Working capital intensive nature of operations leading to high working capital utilization
The operations of the company are working capital intensive in nature. ACPL is involved in the manufacturing of cement by importing and locally purchased raw materials. The company has to make advance payments for the raw materials, have to keep the inventory for smooth operations and extend credit to their dealers. ACPL generally allows three months credit period to its customers and the company keeps inventory for around two months period. This leads to high reliance of the company on the bank finance for working capital needs. The working capital utilization of the company remained high at above 95% for the past 12 months.

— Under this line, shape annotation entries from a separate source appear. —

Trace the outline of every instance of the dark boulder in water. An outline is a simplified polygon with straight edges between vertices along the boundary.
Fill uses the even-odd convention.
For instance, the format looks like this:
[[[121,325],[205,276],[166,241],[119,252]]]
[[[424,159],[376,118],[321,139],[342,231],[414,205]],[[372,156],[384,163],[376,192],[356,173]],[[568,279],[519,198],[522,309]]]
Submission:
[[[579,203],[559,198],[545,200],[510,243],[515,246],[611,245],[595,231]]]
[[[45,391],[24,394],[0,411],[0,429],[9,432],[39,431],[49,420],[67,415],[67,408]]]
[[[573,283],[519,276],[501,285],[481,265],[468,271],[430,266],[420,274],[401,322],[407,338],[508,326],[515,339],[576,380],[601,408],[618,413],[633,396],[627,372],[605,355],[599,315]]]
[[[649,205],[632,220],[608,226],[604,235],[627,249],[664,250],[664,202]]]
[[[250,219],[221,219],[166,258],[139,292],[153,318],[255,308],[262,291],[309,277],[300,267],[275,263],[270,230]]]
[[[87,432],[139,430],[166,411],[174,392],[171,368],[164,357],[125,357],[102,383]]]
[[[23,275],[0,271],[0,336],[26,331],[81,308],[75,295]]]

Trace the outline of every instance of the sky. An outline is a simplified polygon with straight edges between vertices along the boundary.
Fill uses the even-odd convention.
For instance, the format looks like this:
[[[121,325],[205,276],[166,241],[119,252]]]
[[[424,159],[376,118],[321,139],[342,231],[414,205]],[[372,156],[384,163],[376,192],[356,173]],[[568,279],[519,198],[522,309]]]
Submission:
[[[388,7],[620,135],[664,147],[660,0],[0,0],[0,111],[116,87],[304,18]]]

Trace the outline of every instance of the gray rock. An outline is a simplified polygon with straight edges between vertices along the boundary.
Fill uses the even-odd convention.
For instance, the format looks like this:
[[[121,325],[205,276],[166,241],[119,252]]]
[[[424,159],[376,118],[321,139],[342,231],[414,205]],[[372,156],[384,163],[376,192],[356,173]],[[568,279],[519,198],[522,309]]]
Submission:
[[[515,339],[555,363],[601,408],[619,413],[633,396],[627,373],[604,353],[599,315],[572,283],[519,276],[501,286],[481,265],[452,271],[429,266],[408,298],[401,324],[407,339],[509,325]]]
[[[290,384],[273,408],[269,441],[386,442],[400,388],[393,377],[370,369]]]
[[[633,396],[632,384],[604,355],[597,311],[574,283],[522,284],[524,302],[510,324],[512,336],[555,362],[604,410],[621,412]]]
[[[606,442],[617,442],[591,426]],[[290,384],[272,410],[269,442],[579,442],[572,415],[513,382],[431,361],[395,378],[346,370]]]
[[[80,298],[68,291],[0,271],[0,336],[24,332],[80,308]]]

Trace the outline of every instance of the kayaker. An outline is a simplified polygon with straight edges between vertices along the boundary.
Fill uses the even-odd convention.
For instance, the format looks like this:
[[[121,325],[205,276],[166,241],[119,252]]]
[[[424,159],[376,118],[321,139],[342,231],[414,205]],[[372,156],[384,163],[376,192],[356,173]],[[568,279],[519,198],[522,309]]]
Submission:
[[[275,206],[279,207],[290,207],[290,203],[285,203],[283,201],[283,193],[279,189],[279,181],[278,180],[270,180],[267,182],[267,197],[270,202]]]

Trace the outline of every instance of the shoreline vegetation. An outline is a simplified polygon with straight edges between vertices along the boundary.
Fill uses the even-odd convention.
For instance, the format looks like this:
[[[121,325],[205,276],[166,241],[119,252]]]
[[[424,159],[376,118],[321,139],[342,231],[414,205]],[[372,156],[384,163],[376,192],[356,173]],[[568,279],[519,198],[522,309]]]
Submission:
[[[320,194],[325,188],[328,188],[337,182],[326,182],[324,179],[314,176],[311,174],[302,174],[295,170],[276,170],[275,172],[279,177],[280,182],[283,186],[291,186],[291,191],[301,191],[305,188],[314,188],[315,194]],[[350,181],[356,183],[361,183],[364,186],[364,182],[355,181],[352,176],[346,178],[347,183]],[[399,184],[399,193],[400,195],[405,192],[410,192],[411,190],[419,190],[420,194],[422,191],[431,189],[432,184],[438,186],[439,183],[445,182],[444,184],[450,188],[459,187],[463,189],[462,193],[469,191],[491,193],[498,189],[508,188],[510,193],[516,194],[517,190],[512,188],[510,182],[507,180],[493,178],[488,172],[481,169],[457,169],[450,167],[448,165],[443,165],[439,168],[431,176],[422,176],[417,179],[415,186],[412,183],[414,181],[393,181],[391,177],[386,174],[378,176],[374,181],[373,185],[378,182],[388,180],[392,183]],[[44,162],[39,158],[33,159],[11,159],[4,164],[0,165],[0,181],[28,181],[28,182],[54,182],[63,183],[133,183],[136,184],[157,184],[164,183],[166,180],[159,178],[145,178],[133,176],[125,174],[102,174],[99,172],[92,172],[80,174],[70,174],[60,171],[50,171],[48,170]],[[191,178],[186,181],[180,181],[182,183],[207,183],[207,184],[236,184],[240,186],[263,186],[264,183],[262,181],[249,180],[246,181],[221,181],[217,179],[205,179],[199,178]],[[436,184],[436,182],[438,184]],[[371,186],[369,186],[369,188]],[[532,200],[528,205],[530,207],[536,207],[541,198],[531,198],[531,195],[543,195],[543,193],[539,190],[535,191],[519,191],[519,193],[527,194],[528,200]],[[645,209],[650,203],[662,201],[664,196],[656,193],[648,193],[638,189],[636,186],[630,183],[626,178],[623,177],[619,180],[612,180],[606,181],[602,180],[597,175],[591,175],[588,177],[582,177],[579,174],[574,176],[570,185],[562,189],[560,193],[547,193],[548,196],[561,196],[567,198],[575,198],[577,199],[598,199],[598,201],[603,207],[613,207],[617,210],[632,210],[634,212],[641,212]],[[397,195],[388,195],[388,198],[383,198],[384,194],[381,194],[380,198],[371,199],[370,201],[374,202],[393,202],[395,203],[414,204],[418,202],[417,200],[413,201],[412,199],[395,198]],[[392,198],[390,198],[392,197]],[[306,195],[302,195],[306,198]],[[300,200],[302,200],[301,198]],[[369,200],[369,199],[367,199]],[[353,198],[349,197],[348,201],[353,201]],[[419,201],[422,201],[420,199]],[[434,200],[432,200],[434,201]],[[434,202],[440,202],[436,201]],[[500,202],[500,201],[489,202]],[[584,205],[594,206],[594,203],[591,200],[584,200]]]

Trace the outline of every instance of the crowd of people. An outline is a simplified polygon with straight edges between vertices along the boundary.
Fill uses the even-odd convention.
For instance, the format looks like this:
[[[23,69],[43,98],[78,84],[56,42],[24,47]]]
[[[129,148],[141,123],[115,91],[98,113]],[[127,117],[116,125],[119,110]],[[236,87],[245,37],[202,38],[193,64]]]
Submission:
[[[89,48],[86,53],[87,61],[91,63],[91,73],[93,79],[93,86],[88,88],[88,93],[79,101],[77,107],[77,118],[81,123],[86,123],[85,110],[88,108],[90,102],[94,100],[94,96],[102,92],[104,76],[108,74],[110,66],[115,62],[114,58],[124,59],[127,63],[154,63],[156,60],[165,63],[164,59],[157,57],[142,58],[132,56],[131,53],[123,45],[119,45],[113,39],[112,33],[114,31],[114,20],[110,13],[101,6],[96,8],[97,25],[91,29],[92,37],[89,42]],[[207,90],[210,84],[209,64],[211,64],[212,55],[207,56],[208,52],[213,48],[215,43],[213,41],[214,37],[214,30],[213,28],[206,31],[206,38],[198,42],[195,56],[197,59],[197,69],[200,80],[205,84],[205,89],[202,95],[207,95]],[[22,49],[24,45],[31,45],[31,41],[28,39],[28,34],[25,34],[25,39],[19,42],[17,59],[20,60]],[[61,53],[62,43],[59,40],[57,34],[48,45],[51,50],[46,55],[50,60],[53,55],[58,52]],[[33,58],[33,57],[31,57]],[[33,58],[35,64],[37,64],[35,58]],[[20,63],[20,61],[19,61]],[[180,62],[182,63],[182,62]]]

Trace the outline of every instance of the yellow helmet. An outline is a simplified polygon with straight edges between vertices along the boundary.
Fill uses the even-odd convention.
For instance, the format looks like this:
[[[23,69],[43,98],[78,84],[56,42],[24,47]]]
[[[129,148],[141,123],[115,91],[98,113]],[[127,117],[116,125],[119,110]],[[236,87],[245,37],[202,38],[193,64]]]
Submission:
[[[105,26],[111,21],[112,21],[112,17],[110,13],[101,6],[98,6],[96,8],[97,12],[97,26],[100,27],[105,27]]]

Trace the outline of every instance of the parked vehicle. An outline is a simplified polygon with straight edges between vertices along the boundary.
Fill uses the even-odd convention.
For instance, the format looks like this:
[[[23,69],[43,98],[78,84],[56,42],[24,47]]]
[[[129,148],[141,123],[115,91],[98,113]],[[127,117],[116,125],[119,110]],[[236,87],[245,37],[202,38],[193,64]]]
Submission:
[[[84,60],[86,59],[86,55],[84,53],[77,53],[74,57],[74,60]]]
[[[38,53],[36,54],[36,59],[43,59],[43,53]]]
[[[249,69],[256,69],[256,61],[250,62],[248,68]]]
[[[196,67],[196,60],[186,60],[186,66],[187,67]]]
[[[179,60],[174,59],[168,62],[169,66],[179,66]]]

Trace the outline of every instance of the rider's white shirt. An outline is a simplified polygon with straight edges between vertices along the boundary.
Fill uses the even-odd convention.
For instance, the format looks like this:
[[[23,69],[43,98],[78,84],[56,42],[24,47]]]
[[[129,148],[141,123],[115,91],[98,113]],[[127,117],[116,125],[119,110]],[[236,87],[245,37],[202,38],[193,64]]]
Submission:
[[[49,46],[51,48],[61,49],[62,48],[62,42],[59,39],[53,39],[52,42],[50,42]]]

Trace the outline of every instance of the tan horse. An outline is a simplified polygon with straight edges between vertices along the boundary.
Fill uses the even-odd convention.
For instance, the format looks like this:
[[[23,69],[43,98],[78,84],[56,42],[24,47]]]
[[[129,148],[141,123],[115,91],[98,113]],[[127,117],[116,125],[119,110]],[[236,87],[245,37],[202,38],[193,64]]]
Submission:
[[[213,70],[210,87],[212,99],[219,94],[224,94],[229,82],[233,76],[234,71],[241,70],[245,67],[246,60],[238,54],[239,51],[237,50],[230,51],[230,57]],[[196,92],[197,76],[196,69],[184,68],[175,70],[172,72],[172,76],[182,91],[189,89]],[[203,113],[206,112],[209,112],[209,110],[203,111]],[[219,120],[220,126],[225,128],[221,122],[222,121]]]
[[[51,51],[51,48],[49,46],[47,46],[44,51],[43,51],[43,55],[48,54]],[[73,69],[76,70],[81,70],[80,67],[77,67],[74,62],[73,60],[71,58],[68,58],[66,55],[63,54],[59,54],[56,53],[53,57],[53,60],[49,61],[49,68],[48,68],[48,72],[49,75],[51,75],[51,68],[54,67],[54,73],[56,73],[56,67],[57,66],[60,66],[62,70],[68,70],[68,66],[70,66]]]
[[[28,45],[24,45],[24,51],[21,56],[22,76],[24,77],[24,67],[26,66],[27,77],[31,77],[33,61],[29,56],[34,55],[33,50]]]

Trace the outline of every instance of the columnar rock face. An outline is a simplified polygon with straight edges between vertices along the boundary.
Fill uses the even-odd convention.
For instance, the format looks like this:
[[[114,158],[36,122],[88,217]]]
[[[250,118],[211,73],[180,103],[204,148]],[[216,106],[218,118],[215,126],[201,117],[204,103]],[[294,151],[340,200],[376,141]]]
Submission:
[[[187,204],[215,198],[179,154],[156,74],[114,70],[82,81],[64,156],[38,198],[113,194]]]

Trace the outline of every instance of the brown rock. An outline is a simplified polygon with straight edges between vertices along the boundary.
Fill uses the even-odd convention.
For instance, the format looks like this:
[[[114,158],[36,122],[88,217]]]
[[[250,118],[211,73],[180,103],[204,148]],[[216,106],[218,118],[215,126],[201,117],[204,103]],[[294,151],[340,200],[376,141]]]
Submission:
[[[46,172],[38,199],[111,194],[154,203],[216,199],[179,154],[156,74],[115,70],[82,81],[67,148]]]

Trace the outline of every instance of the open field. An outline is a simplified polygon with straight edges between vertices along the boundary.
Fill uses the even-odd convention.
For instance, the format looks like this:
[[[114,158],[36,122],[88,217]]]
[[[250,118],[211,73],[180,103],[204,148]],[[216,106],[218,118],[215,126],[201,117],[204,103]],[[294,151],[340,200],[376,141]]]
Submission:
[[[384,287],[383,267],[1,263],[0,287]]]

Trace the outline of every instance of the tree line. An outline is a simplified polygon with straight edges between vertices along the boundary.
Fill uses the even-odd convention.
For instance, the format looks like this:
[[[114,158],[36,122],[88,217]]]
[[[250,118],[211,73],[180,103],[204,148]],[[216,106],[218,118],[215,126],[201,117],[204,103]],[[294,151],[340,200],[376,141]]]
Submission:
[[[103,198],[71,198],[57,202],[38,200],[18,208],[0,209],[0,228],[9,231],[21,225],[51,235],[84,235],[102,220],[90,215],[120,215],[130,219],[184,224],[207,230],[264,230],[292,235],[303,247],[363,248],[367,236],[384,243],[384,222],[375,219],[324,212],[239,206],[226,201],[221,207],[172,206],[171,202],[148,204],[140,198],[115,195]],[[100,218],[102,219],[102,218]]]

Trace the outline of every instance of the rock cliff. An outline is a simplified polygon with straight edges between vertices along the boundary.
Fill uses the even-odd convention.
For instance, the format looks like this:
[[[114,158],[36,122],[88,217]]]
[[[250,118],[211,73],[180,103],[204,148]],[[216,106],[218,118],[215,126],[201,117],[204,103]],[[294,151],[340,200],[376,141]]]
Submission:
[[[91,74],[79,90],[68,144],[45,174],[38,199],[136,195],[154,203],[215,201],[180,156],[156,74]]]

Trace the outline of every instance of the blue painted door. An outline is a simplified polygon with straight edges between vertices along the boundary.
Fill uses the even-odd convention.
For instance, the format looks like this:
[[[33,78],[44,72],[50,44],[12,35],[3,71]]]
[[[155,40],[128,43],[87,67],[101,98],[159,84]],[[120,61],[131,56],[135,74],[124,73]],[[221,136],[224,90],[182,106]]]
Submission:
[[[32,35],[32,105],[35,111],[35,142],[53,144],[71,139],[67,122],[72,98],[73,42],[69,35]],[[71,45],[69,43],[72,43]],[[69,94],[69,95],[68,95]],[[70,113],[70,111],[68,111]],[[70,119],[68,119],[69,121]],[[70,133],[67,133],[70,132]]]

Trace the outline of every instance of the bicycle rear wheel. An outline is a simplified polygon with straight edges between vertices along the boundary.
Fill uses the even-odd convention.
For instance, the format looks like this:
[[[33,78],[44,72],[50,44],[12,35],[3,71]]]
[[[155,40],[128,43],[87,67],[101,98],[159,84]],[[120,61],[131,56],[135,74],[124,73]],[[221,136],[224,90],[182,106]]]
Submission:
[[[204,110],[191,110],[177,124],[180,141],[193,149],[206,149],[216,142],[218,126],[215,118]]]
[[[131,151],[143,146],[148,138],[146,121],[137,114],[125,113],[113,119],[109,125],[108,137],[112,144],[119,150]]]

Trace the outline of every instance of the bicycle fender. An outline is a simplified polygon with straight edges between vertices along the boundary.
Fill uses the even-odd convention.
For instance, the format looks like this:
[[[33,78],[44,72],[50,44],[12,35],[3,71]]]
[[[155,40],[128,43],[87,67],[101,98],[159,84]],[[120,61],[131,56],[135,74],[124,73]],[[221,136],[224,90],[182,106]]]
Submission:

Presence in highly fragmented and competitive nature of cement industry
ACPL is operating in a highly competitive market, dominated by the large cement manufactures with wide brand acceptability. There are more than 50 cement factories operating in the country that produce 160 Million bags of cement annually. Further many cement factories that are under construction will come into operation soon and other domestic cement factories are also expanding their production capacity. Given the fact that the entry barriers to the industry are low, the players in the industry do not have pricing power and are exposed to competition-induced pressures on profitability. The demand of cement industry is considered cyclical as it depends upon the capital expenditure plan of major players in the end-user industry.
About the Company
Ambe Cement Private Limited (ACPL) is a private limited company, established in 2004, promoted by the individuals involved in manufacturing industry and trading business, for setting up clinker grinding plant at Parsa District of Nepal. The company is engaged in manufacturing and selling of cement with grinding capacity of 1000 metric tons per day (MTPD). ACPL manufactures Portland Pozzolana Cement (PPC), Ordinary Portland Cement (OPC) and Portland Slag Cement (PSC) cement under ten different brands. The paid up capital of the company is Rs.285 Mn as on July 16, 2018.